By Chip Ashley
We are in the midst of a historic presidential campaign, and the commercial media focus mostly on Donald Trump, the latest circus in the “bread and circuses” offered up as “news” to a distracted American public. As I write this morning, there is minute focus on Trump’s campaign manger’s jostling of a reporter from Breitbart News. (I was tempted to place quote marks around “News.”)
Meanwhile the assassination of human rights and environmental activist Berta Cáceres in Honduras goes almost unreported except in alternative sources.

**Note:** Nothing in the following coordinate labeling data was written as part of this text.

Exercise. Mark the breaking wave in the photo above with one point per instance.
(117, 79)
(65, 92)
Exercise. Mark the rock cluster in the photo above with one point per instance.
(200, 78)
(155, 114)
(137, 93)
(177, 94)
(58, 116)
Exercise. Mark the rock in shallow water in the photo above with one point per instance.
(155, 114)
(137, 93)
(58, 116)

That the assassination is likely connected with the 2009 coup to oust Honduran President Manuel Zelaya and that the coup was almost certainly backed by then Secretary of State Hillary Clinton are not reported at all.

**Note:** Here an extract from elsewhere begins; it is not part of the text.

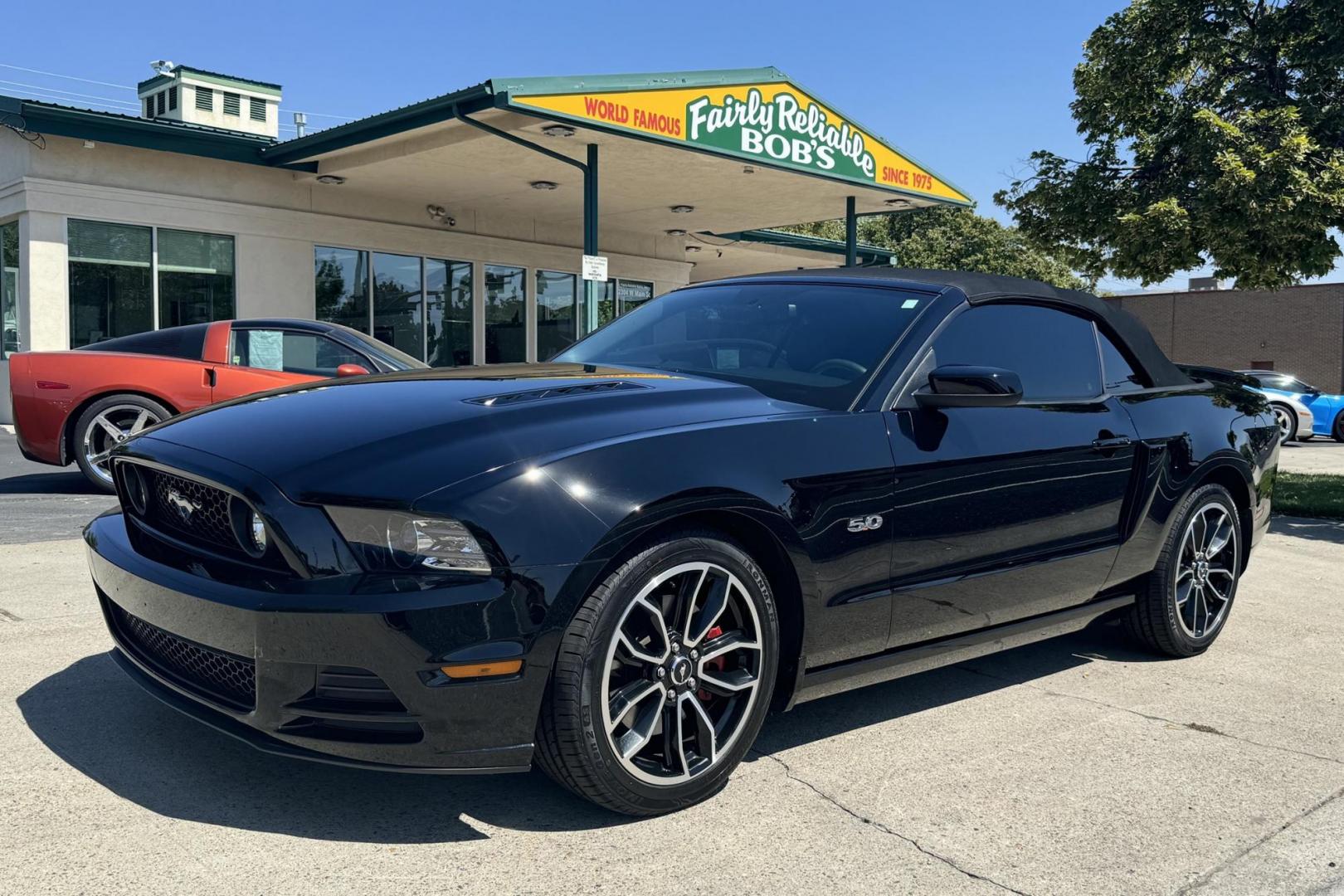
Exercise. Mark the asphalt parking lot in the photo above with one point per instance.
(1074, 766)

Since the coup, Honduras has become one of the most violent places on the planet, particularly against indigenous people, like Berta Cáceres, under dictator Juan Orlando Hernández.
We call ourselves a “democracy,” and yet the U.S. has been interfering with democratically elected Latin American governments and others around the globe for over a century, and with increased frequency since World War II and the inception of the CIA. These brutalities are perpetrated in the name of “U.S. interests.” But are these our interests, really? Or are these the interests of large corporations profiting off cheap labor and natural resources available in these countries? Isn’t this, after all, a modern form of colonialism?

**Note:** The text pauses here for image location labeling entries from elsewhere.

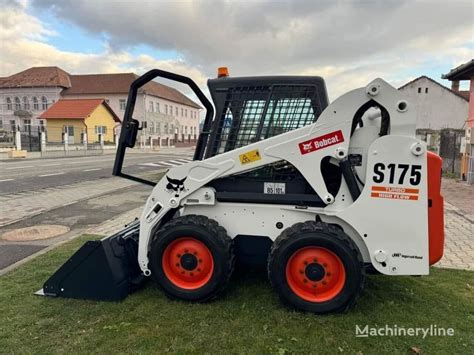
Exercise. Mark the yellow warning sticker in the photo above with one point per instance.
(250, 157)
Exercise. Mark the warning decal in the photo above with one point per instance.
(321, 142)
(395, 193)
(250, 157)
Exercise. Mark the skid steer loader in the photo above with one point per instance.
(320, 193)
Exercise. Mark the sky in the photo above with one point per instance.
(348, 43)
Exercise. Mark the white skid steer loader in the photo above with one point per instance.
(320, 193)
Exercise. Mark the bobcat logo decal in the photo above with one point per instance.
(175, 185)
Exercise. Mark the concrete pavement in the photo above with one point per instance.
(36, 174)
(108, 213)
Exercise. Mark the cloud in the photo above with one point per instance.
(347, 42)
(23, 45)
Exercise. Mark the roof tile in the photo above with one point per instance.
(77, 109)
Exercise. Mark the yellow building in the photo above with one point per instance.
(72, 118)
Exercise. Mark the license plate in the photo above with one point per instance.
(274, 188)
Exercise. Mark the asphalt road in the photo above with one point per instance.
(34, 174)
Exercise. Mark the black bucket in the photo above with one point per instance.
(104, 270)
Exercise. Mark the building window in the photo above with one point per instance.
(44, 103)
(26, 103)
(100, 130)
(35, 103)
(17, 104)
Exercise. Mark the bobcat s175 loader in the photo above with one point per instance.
(320, 193)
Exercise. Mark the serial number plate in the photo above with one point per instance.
(275, 188)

The modern pattern was set by John Foster Dulles, secretary of state under Eisenhower, and his brother Allen Dulles, CIA chief at the time, with coups against the democratically elected government of Iran in 1953 and that of Jacobo Árbenz Guzmán in Guatemala in 1954. In 1973, Henry Kissinger, secretary of state under Nixon, whom Clinton claims as her mentor in her autobiography Hard Choices, instigated a coup against democratically elected President Salvador Allende, to place into power the brutal Augusto Pinochet. Allende was quickly assassinated. Thousands of Pinochet’s opponents were “disappeared” and murdered.
Before voting in the California Primary on June 7, voters need to hear Clinton’s answers to Democracy Now’s Juan Gonzalez’ questions about the Honduran coup as well as to Professor Dana Frank’s analysis. The show aired April 13 and is available as a podcast at democracynow.org.
On June 7 we have the opportunity to take the first step away from empire and corporate colonialism by voting for Bernie Sanders.